Aesthetically speaking, Eric is all about the new photo-editing capabilities of iOS 8. “The photo editing tools are fantastic. I love not having to bury myself in other third-party apps to perform some quick edits on an average photo.” He’s also pretty smitten with the new keyboards accompanying the OS release. “Third-party keyboards seemed like a great idea, then I downloaded a keyboard that’s made entirely for sending gifs, and my head exploded. Freaking awesome!” His final praise went to a few “finallllly” updates, including AirDrop between Macs and iOS devices and the battery usage screen.

Amanda was also happy to learn a little more about her battery consumption. “Knowing how much power each of my apps are draining has made me a lot more conscious of which ones I leave idling in the background.”

Things we would love to see

Despite Amanda’s satisfaction with the new iOS 8 settings, our developers still long for a little more freedom under the hood. “iOS 8 still doesn’t have full-on interapplication communication,” notes Sean. “A Siri API is, to my mind, long overdue. And although Apple has been touting HomeKit left and right, the platform only provides very basic, timed triggers in its first iteration, and will need to be able to perform more complicated, conditional logic before it will be as useful as I want it to be.”

“I second the Siri API and further HomeKit support–both functionally and especially documentation like a HomeKit Programming Guide,” Ron agrees. However, he remains confident that our patience will be rewarded. “iOS 8 came with a ton of new features to help developers. Much of this will result in better quality apps that can be developed faster.”

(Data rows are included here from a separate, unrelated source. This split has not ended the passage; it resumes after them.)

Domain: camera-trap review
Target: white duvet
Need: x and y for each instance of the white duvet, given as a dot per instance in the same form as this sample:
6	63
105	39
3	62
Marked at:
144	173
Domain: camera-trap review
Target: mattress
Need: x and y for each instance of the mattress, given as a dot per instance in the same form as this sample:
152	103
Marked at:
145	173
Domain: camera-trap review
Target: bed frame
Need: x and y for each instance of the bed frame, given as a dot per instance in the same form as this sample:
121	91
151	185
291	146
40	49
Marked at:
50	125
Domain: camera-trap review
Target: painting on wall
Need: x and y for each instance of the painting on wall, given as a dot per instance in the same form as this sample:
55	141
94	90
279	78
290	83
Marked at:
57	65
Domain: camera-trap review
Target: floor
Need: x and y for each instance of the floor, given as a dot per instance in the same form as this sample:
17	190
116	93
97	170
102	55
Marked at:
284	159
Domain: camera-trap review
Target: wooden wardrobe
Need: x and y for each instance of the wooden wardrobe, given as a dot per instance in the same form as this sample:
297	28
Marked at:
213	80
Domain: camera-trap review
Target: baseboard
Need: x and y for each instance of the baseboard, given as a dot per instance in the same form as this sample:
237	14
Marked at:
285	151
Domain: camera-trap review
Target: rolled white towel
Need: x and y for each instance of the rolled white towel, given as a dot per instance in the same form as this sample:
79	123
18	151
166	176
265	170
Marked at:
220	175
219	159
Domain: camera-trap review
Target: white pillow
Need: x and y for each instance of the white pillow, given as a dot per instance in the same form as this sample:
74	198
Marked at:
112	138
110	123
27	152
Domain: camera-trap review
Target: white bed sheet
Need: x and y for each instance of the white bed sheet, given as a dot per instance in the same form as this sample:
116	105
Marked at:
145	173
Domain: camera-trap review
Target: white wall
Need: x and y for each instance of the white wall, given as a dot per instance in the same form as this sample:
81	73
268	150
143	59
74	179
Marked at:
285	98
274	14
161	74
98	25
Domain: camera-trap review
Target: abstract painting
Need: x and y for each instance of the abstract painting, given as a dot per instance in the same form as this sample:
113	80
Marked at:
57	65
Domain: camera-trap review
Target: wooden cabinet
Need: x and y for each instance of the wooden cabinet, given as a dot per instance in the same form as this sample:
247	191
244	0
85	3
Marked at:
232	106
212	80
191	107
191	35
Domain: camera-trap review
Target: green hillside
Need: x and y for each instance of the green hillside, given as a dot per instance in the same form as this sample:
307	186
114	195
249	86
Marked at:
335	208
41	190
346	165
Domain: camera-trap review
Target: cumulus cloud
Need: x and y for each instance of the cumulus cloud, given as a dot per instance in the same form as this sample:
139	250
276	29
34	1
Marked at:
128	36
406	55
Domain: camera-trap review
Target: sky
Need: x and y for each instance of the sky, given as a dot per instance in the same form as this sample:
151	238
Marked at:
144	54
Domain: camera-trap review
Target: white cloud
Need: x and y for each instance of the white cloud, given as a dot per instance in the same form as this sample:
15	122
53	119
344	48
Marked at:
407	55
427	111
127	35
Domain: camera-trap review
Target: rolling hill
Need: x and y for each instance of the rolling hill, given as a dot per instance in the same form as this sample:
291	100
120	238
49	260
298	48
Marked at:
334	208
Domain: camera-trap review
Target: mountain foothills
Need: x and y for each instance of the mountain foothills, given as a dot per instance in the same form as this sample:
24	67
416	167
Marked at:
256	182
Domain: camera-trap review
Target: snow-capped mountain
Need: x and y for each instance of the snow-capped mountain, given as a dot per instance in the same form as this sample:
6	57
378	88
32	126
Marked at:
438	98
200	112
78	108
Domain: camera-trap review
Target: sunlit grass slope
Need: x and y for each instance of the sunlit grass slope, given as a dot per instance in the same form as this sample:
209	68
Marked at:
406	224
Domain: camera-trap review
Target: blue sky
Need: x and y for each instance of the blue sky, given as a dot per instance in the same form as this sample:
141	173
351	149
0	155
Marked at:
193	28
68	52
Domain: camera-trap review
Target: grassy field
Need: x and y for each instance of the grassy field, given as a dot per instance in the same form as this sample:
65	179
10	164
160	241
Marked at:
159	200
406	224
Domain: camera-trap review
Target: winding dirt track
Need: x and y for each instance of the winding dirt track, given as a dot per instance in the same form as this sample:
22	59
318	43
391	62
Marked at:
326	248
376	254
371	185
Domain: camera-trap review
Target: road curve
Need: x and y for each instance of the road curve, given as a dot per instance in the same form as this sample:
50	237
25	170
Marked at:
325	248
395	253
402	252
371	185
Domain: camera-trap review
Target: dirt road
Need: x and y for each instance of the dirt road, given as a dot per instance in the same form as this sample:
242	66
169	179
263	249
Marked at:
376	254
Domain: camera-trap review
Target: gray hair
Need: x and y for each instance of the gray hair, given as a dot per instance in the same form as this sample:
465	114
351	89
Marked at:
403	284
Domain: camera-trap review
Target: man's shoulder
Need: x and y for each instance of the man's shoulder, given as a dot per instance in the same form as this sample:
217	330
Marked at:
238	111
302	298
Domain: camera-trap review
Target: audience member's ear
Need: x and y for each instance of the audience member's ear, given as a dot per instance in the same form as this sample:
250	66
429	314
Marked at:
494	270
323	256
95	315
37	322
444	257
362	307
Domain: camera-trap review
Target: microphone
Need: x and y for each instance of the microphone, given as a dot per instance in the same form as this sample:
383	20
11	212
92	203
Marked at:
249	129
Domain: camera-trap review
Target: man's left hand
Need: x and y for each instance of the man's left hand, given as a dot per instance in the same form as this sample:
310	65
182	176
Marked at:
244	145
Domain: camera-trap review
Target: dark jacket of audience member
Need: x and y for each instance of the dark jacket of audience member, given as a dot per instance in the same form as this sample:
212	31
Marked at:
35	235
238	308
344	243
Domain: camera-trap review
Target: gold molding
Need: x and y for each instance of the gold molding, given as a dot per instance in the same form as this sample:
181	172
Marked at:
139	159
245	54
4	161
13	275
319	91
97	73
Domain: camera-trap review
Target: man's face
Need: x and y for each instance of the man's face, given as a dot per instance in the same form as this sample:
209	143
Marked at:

The most thorough critique came from Eric, who fully embodies the perfectionist-designer persona. He poked holes in everything from iCloud backups to the inability to turn off your flashlight by tapping the camera icon on your home screen, but his main source of grievances seemed to be iMessage. “The iMessage “Do Not Disturb” and group messaging options are very incomplete,” Eric began. “I don’t understand why my screen will continue to light up when receiving texts from any single contact that is listed as do not disturb. Why does this feature act differently than the blanket do not disturb function? The UX ins and outs of group messaging have been mastered for years now. I feel like Apple just straight up ignored these applications and did whatever they felt was best.”

Eric attributes the source of this continued frustration to the lack of iMessage APIs. “Android has offered messaging API’s for over 4 years now, allowing applications to create and send text messages on your behalf. In an age where texting while driving has become an epidemic, Apple has offered no good solution for hands free responses. Siri doesn’t cut it. I want auto-generated responses sent back to my contacts letting them know “I’m driving”, “I’m in a movie”, “I’m in a meeting”, or “I’m on an airplane”. Solutions to prevent cellphone use while driving need to be addressed.”

Final grade

All things considered, Apple’s iOS 8 release received a cumulative “B” amongst Mutual Mobile team members. That’s pretty promising, considering it’s been less than a month since its public opening. And although adoption rates have fallen WAY below the expectations set up by the success of iOS 7, the number of iOS 8 users will continue to rise as more apps become optimized for the new OS and people continue adding the iPhone 6 and/or 6 Plus to their holiday gift list.